Thursday, August 09, 2007

Three Animal Rights Groups Protest Abusive Treatment of Elephants by the Ringling Brothers And Barnum and Bailey Circus

Good to see the groups still raising awareness to the abuse suffered by elephants in circuses.

For more detailed information on the abuse of elephants in circuses see


Animal Rights Groups To Protest Treatment Of Circus Elephants

SAN DIEGO -- At least three animal rights groups will protest what they call abusive treatment of elephants by the Ringling Bros. and Barnum & Bailey circus Wednesday outside its opening night performance at the San Diego Sports Arena.

"These people treat them like the devil would," Florence Lambert of the Elephant Alliance said. "They've been abused."

Circus officials have long denied allegations of mistreatment, claiming it exceeds all federal animal welfare standards set by the U.S. Department of Agriculture under the Animal Welfare Act.

Lambert went to the circus' annual walk from the train to the Sports Arena Tuesday, checking on the condition of the elephants, but said she was forced to remain in her car because employees know her as the woman who unmasked them.

"Fourteen years ago, I took a lot of photos that were incriminating. They (circus employees) shout at me," she said.

Lambert said she watched from her car, making sure the elephants were all right, and to see if she could report any violations to Animal Control.

"They (circus employees) were shouting and punching them with the bull hook," Lambert said. "But they weren't using the hooks to break the skin."

Although Lambert was a witness to the walk where she said the animals "looked so sad and just so abused," Animal Control was parked nearby, and she said the trainers were doing nothing illegal.
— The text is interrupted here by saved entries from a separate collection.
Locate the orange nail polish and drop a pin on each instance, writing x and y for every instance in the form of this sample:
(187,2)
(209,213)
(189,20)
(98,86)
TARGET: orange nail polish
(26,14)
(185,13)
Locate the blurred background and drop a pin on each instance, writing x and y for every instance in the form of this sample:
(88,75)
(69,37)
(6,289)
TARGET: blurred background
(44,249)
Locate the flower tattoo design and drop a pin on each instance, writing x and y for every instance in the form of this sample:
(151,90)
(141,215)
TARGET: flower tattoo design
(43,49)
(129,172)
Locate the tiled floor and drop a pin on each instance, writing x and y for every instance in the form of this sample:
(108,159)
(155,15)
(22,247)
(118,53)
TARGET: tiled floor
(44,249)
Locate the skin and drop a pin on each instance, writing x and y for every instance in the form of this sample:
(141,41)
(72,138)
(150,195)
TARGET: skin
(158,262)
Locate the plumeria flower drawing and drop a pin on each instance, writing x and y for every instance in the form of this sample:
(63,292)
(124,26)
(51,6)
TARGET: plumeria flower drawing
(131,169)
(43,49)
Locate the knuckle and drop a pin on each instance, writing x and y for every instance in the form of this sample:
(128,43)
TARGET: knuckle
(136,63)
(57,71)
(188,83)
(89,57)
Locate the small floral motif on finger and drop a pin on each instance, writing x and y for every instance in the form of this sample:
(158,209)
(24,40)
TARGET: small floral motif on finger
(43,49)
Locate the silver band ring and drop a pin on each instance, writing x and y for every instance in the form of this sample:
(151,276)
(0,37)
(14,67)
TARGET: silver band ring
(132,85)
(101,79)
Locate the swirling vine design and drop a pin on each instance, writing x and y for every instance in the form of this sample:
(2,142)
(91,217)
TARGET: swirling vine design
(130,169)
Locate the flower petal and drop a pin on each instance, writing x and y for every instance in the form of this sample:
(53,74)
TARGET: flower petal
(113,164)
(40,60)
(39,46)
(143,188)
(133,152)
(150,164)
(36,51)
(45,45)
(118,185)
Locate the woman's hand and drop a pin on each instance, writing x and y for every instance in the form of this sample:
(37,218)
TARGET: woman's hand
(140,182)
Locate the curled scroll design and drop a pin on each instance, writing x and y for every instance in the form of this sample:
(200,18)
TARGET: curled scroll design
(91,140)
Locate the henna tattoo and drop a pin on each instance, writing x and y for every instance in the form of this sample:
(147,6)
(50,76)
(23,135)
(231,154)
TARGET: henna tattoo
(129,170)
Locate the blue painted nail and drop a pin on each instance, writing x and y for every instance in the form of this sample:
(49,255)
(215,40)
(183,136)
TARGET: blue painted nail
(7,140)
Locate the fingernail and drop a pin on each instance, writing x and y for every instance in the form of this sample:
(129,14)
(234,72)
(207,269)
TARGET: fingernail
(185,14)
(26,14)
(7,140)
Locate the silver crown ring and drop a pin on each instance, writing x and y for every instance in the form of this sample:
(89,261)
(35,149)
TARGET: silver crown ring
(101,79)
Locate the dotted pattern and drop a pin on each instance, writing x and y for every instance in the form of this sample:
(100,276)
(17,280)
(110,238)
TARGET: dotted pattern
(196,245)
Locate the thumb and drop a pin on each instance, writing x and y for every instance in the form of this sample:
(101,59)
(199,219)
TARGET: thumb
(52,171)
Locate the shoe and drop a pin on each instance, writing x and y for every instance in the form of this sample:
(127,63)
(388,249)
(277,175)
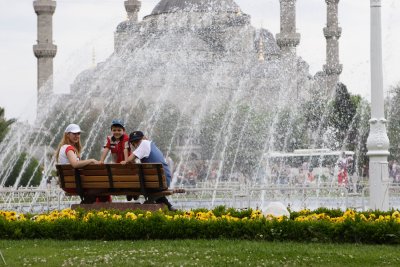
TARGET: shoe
(171,208)
(165,201)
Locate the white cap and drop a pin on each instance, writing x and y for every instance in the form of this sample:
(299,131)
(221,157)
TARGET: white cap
(73,128)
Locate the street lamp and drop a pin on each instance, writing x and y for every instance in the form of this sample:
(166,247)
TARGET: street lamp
(378,141)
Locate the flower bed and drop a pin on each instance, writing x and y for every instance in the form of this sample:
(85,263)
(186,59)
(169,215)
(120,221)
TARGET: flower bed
(322,225)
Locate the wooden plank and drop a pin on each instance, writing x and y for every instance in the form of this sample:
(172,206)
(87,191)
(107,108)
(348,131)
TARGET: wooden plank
(117,185)
(127,178)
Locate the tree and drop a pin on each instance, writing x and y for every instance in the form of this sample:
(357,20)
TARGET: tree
(343,110)
(4,124)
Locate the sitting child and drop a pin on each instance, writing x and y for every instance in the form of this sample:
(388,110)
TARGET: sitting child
(117,144)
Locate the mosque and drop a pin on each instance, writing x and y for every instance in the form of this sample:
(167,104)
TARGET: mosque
(197,36)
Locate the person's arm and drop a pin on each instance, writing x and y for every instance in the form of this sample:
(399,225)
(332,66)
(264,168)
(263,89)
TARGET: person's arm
(104,155)
(126,154)
(79,163)
(128,159)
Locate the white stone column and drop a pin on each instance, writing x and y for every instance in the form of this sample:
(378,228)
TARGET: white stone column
(132,7)
(288,39)
(44,50)
(332,33)
(378,141)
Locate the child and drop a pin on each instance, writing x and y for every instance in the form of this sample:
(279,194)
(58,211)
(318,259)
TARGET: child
(116,143)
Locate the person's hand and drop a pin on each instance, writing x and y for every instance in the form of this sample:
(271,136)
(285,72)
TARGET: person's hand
(93,161)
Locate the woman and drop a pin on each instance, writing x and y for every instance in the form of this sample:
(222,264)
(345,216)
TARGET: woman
(69,149)
(69,152)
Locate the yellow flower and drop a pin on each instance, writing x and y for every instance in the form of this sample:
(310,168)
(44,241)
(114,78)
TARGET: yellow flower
(131,216)
(396,214)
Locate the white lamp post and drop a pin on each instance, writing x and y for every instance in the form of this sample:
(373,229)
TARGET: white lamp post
(378,141)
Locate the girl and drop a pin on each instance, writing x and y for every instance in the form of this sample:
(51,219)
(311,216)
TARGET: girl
(69,149)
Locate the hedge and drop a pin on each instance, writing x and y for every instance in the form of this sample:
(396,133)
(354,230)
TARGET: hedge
(322,225)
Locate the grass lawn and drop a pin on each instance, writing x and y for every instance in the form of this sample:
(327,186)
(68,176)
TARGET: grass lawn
(193,253)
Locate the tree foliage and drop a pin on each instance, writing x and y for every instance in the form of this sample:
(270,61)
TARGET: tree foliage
(394,123)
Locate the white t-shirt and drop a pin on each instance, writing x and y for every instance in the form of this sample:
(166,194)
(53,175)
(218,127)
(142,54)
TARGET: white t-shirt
(62,156)
(143,150)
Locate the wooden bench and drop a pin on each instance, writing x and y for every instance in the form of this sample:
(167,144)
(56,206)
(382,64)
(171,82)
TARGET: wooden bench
(134,180)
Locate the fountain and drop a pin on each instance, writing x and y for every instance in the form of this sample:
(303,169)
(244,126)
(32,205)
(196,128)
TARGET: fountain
(217,96)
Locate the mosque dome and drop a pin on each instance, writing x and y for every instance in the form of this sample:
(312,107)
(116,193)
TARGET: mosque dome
(126,26)
(172,6)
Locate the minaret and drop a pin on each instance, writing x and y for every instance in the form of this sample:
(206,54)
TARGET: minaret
(44,50)
(332,33)
(132,7)
(261,54)
(288,39)
(121,35)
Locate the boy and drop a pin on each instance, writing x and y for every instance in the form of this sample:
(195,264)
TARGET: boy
(116,143)
(147,152)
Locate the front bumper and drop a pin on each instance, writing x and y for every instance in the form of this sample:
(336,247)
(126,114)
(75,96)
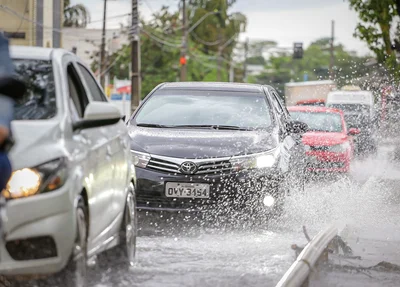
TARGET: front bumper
(227,190)
(46,220)
(323,161)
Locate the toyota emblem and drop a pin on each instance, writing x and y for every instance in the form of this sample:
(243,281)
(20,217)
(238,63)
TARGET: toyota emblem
(188,167)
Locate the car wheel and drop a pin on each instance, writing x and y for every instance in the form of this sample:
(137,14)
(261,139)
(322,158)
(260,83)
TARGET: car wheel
(74,274)
(129,228)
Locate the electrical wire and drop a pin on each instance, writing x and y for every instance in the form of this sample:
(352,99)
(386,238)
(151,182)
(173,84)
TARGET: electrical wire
(201,41)
(155,38)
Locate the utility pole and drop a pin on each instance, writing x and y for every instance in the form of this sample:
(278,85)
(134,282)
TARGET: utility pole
(231,71)
(184,47)
(219,59)
(135,58)
(246,51)
(332,51)
(103,46)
Other animal advocates will be in attendance tomorrow to protest elephant training practices among other issues.

The San Diego Animal Advocates said they will pass out fliers in English and Spanish on Wednesday, as well as have banners in both languages, the group's Jane Cartmill said.

During the protest, a person dressed inside a flat screen television suit will be displaying videos of what Cartmill calls elephant training.

Circus official Andy Perez said Ringling Bros. and Barnum & Bailey encourages the public to see the elephants and other animals for themselves.

"We don't have bad trainers," he said.

The circus has trainers available 90 minutes before the show. The audience can see trainers and the animals at that time, Perez said. The circus is especially proud of its Asian elephant breeding program, Perez said.

The Ringling Bros. and Barnum & Bailey circus operates a 200-acre facility in Florida where the elephants can retire, breed and become a part of a research project to ensure their species' survival, Perez said.

Cartmill said her group will be protesting the circus for false statements of breeding elephants for conservation purposes.

"Captivity equals conservation is absurd," Cartmill said. "They should buy habitat in Asia where the elephants belong. Breeding them in a U.S. environment is not conservation."